Quanto à imagem e ao estatuto dos Estados Unidos a nível internacional, as paródias iranianas em vídeo Lego de Trump e da sua guerra acumularam centenas de milhões de visualizações online. Com cada anúncio falso e barulhento de um “grande” novo acordo com o Irão, imediatamente exposto como uma fantasia de louco, a imagem internacional dos EUA afunda-se a profundidades inimagináveis há apenas alguns anos.
A civilização que queremos
Heather Cox Richardson chamou a nossa atenção para um discurso de formatura na Universidade de Michigan proferido pelo presidente Lyndon B. Johnson em 22 de maio de 1964. LBJ deu nome a uma nova visão para os Estados Unidos que ele chamou de “a Grande Sociedade”.

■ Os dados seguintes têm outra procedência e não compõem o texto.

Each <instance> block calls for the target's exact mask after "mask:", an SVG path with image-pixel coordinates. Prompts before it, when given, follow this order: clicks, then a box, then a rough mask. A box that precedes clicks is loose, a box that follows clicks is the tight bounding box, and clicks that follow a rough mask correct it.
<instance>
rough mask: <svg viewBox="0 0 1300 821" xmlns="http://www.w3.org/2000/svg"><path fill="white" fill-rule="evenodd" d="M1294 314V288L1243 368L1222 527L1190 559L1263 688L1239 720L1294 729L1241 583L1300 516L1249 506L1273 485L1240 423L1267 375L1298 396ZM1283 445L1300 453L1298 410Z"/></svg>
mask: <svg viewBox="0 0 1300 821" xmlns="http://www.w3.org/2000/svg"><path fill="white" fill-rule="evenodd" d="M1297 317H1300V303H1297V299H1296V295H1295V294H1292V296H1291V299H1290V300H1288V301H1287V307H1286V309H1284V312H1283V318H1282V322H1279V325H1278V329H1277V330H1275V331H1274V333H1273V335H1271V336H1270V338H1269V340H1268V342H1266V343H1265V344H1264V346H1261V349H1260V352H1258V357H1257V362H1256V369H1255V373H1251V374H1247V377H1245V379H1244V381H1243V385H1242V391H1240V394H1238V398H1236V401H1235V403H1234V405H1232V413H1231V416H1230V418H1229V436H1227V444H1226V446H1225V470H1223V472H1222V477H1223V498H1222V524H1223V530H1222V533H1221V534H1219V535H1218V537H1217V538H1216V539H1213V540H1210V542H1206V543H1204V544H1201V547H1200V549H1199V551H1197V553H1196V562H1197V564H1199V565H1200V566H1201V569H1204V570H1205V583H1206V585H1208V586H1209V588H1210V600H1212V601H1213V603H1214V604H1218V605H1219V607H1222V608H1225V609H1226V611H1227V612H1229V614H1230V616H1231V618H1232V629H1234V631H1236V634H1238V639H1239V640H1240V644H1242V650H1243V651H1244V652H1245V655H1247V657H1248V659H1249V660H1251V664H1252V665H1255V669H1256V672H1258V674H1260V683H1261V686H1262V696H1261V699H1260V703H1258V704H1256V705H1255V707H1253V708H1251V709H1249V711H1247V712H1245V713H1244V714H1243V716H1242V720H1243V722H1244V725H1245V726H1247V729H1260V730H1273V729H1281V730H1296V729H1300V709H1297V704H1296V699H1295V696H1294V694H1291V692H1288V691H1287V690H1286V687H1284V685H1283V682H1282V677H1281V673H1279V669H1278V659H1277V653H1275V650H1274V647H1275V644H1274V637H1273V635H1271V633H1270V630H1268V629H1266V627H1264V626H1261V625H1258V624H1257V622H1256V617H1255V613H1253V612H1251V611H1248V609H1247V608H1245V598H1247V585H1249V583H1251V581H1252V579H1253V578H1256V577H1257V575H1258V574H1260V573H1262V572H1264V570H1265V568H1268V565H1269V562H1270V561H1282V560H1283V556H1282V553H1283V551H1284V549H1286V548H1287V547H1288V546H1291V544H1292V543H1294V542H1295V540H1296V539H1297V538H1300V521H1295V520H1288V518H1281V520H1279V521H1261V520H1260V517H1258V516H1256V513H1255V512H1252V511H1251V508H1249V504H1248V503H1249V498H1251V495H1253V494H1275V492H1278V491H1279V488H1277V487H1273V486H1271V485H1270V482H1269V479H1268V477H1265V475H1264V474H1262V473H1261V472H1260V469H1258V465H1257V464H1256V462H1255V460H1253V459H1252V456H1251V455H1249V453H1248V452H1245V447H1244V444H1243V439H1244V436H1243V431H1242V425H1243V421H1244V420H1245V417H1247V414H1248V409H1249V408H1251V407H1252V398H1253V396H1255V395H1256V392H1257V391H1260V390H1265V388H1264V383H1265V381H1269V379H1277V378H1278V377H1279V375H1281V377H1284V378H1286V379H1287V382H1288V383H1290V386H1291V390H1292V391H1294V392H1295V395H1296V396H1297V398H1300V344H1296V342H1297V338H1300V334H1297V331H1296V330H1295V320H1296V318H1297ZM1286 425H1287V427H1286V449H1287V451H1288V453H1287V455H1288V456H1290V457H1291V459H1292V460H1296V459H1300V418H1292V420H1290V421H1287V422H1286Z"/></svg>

Nessa sociedade, a América exigiria o fim da pobreza e da injustiça racial e elevaria a nossa vida nacional. Cuidaria do ambiente e permitiria que todas as crianças aprendessem e crescessem, e as cidades satisfariam os nossos desejos de beleza e a nossa fome de comunidade. Olharia para o futuro, “acenando-nos para um destino onde o significado das nossas vidas corresponderia aos maravilhosos produtos do nosso trabalho”.
Quando Johnson prometeu reunir o melhor pensamento e o conhecimento mais amplo de todo o mundo para realizar este sonho, reconheceu que a procura de um Estado esclarecido teria de ser um projecto global. Mas LBJ não conseguiu cumprir as promessas que fez porque optou por não concorrer à reeleição face à oposição à Guerra do Vietname. A visão de Johnson de uma Grande Sociedade era incompatível com a sua invasão do Vietname e com a ignorância, a beligerância e o racismo que Huntington defendeu na sua tese do choque de civilizações.
A guerra e a destruição são incompatíveis com a alegria e o bem-estar, e a sua integração no pensamento dos EUA deve acabar, tal como a guerra no Irão e o genocídio em Gaza. Como salienta Richardson, temos o poder de moldar a civilização que queremos, e só se tentarmos é que os EUA emergirão como um Estado-membro global no mundo complexo e multipolar em que viveremos agora.
Colaborador
Robin Andersen é professora emérita de estudos de mídia na Fordham University. Seu último livro é The Complicit Lens: US Media Coverage of Israel’s Genocide in Gaza.